Ricordo e dimenticanza sono le parole chiave che hanno motivato l’Album di Kepler-452, uno spettacolo che si misura con la memoria e con il suo sbiadire: fisiologico, quando la vecchiaia e le patologie degenerative la colpiscono; materiale, quando una catastrofe come un’alluvione trascina in un’onda di fango grigio gli oggetti di una vita; sociale, quando la perdita della memoria è la rimozione di quello che siamo stati, e a specchio l’impossibilità di immaginare quello che potremmo essere.

La compagnia, sperimentando una spazialità non frontale, insieme a dispositivi e forme di presa diretta e proiezione audiovisiva, compone la performance raccogliendo storie e immagini da varie parti d’Italia e d’Europa, incontrando persone e comunità.

Un “album scenico”, scritto da Enrico Baraldi, Riccardo Tabilio e Nicola Borghesi, e interpretato da quest’ultimo. 

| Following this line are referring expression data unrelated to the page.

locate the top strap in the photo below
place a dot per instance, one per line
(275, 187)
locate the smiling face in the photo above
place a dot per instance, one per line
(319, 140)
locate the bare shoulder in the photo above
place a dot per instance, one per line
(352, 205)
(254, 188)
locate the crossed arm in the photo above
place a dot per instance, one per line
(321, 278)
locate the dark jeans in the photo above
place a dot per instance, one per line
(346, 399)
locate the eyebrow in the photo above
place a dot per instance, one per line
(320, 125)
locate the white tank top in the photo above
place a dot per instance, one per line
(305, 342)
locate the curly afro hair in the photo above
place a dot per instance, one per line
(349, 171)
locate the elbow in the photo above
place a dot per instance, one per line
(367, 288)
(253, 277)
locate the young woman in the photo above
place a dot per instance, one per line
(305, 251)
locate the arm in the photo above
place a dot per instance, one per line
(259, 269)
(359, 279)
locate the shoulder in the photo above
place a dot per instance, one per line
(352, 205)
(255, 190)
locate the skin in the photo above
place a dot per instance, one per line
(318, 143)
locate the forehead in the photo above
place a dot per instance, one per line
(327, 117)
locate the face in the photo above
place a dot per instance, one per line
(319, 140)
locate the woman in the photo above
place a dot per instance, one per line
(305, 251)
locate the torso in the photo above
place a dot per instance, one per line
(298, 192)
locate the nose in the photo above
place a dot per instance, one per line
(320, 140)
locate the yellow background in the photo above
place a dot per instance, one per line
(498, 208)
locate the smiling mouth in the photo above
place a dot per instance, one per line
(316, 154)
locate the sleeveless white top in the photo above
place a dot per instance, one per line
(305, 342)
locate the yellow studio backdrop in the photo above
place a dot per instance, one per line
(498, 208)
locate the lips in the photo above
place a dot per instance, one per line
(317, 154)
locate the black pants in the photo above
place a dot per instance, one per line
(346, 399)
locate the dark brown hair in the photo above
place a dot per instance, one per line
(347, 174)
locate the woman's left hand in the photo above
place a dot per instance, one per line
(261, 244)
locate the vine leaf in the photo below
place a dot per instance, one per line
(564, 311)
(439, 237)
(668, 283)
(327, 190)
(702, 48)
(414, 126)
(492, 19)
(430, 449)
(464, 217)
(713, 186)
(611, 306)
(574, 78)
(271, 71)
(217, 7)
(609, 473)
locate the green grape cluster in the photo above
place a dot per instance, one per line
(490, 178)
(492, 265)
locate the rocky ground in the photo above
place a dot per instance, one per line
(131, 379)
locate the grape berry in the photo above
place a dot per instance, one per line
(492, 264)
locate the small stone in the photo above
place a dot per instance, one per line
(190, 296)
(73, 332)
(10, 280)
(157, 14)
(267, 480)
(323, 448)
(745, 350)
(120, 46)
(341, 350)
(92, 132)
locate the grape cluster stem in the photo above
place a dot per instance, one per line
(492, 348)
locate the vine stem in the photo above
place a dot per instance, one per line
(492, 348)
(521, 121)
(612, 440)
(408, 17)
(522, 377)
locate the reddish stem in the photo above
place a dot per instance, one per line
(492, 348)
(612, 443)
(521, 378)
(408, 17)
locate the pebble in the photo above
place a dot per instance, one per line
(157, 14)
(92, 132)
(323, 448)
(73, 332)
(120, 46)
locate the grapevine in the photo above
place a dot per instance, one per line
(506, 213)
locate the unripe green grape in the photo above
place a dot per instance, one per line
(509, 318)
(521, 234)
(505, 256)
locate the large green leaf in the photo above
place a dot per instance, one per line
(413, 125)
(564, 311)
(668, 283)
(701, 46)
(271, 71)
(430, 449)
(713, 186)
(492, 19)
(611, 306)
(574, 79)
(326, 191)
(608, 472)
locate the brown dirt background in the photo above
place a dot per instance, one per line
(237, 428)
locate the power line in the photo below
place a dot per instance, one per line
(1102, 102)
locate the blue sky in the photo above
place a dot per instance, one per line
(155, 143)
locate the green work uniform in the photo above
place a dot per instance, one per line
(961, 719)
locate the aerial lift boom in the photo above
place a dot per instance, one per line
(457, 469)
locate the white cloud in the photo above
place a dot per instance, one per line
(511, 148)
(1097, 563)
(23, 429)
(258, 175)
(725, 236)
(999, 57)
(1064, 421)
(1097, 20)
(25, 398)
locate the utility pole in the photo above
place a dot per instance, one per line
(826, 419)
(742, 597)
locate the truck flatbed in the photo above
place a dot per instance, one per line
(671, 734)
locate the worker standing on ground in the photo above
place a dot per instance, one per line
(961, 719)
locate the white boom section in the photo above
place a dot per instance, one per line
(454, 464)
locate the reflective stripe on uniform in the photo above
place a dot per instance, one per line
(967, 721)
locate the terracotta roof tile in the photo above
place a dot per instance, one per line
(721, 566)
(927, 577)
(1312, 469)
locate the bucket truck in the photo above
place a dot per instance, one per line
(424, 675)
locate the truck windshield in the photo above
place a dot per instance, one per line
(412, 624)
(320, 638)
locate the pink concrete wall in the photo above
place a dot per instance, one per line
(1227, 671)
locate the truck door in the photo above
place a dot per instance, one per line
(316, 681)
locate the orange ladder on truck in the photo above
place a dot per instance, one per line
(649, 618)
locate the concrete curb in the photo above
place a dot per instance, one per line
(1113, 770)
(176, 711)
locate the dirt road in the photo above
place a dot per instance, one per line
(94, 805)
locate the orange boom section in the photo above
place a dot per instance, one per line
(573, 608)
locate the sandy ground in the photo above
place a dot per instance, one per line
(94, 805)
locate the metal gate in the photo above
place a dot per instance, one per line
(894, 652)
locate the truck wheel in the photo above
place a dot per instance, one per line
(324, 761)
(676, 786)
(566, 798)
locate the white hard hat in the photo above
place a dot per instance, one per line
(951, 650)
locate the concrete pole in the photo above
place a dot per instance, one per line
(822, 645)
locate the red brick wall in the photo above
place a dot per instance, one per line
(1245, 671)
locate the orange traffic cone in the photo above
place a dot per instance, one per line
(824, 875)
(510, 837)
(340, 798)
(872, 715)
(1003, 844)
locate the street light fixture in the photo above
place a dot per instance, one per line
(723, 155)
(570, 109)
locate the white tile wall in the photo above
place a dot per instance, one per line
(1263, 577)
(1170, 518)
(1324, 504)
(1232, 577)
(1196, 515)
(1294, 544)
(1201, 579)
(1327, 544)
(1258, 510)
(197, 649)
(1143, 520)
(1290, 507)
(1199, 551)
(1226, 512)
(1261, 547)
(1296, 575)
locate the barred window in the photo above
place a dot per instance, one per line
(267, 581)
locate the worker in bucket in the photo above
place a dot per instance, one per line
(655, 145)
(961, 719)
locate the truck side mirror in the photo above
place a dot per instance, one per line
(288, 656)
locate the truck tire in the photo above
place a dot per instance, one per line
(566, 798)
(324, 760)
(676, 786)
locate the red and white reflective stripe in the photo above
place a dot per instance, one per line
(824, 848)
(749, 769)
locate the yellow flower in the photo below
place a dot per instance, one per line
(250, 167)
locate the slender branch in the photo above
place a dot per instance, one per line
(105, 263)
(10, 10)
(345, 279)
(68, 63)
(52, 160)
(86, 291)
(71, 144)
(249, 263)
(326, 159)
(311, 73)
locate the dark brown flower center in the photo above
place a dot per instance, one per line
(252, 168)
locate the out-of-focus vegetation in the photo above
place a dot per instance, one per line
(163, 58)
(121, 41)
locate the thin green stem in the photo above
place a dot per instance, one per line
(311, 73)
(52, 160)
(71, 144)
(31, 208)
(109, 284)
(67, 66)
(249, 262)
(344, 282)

Un album senza confini: un tentativo e una ricerca accesi da un’immagine suggerita dal mondo animale: come è possibile che tutte le anguille del mondo, a un certo punto della propria vita, percorrano decine di migliaia di chilometri sul fondo degli oceani per ritrovarsi, spinte da una memoria ancestrale, tutte insieme nello stesso posto, per riprodursi, morire e poi rinascere?